Randomised estimators are defined in a more general setting than in this case and in particular need not be connected with sufficiency. In full generality, a randomised decision rule is a decision rule that returns a random decision for a given observation (or dataset). To reproduce the quote from Lehmann and Casella :
The starting point of a statistical analysis, as formulated in the
preceding sections, is a random observable $X$ taking on values in a
sample space $X$, and a family of possible distributions of $X$. It
often turns out that some part of the data carries no information
about the unknown distribution and that $A$ can therefore be replaced
by some statistic $T = T (A)$ (not necessarily real-valued) without
loss of information. A statistic $T$ is said to be sufficient for $A$,
or for the family $V = \{P_\theta,\ \theta\in\Omega\}$ of possible
distributions of $A$, or for $\theta$, if the conditional distribution
of $A$ given $T = t$ is independent of $\theta$ for all $t$.

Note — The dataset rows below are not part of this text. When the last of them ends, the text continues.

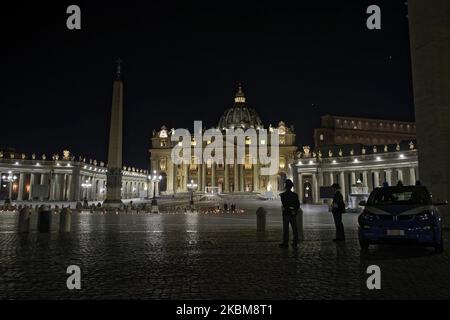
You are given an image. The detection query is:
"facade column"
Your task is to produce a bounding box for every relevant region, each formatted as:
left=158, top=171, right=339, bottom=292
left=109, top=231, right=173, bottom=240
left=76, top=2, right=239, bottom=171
left=238, top=164, right=245, bottom=192
left=253, top=163, right=259, bottom=192
left=397, top=168, right=404, bottom=182
left=28, top=173, right=36, bottom=200
left=182, top=164, right=189, bottom=191
left=197, top=163, right=203, bottom=191
left=317, top=171, right=324, bottom=203
left=385, top=170, right=392, bottom=186
left=172, top=164, right=178, bottom=193
left=202, top=163, right=208, bottom=192
left=362, top=171, right=369, bottom=187
left=233, top=164, right=239, bottom=192
left=64, top=174, right=72, bottom=201
left=298, top=173, right=303, bottom=203
left=409, top=167, right=416, bottom=186
left=211, top=161, right=216, bottom=187
left=373, top=171, right=380, bottom=188
left=339, top=171, right=347, bottom=202
left=312, top=173, right=319, bottom=203
left=17, top=172, right=25, bottom=201
left=224, top=161, right=230, bottom=192
left=69, top=168, right=81, bottom=201
left=351, top=171, right=356, bottom=186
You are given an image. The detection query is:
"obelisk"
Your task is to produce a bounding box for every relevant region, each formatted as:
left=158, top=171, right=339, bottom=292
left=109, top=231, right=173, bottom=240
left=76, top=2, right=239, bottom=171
left=408, top=0, right=450, bottom=201
left=104, top=59, right=123, bottom=208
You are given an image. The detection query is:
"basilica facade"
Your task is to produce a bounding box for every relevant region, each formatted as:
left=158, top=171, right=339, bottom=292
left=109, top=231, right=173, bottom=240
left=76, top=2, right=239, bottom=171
left=149, top=86, right=297, bottom=194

This definition is not quite precise and we shall return to it later
in this section. However, consider first in what sense a sufficient
statistic $T$ contains all the information about $\theta$ contained in
$A$. For that purpose, suppose that an investigator reports the value
of $T$, but on being asked for the full data, admits that they have
been discarded. In an effort at reconstruction, one can use a random
mechanism (such as a pseudo-random number generator) to obtain a
random quantity $X'$ distributed according to the conditional
distribution of $X$ given $t$. (This would not be possible, of course,
if the conditional distribution depended on the unknown $\theta$.)
Then the unconditional distribution of $X’$ is the same as that of $X$
, that is, $$ P_0 (X' \in A) = P_\theta (X \in A)\quad\text{for all
}A, $$ regardless of the value of $\theta$. Hence, from a knowledge
of $T$ alone, it is possible to construct a quantity $X'$ which is
completely equivalent to the original $X$. Since $X$ and $X'$ have the
same distribution for all $\theta$ , they provide exactly the same
information about $\theta$ (for example, the estimators $\delta(X)$
and $\delta(X')$ have identical distributions for any $\theta$).
The estimator $\delta(X')$ is possibly random given the observed realisation $t$ of $T(X)$. Each time $\delta(X')$ is considered, unless $\delta(X')=\delta(X)$ with probability one, a different realisation occurs. This means that $\delta(X')$ is a random variable for the observed realisation of the original data $X$, rather than a deterministic value, which explains for the following quote where the notion of randomised estimator is introduced.
The construction of $X’$ is, in general, effected with the help of an
independent random mechanism. An estimator $S(X')$ depends,
therefore, not only on $T$ but also on this mechanism. It is thus not
an estimator as defined in Section 1, but a randomized estimator.
Quite generally, if $X$ is the basic random observable, a randomized
estimator of $g(\theta)$ is a rule which assigns to each possible
outcome $x$ of $X$ a random variable $Y(x)$ with a known distribution.
When $X = x$, an observation of $Y(x)$ will be taken and will
constitute the estimate of $g(\theta)$. The risk, defined by (1.10),
of the resulting estimator is then $$ \int_{\mathcal X}\int_\mathcal{Y} L(\theta , y)dP_Y(y|X=x) dP_X(x;\theta, $$ where the probability measure in
the inside integral does not depend on $\theta$.
In the special case of the Normal distribution proposed in the question,
- the new sample $(X_1^\prime,\ldots,X_n^\prime)$ is generated conditional on $T(X^\prime)=\bar X$ and therefore $\bar{X^\prime}=\bar X$. In particular, if $\delta(X)=\bar X$, then $\delta(X^\prime)=\bar X$
- the proposed estimator $\delta(X^\prime)$, namely the sample mean, is then non-randomised, which definitely cancels the appeal of the example! If instead, the median of the sample was considered as the estimator of the mean $\mu$, the estimator $\delta(X^\prime)$ would then be truly randomised, since the new normal sample $X^\prime$ would differ from $X$ and the median would remain random conditional on $\bar X$. (With expectation $\bar X$, though.)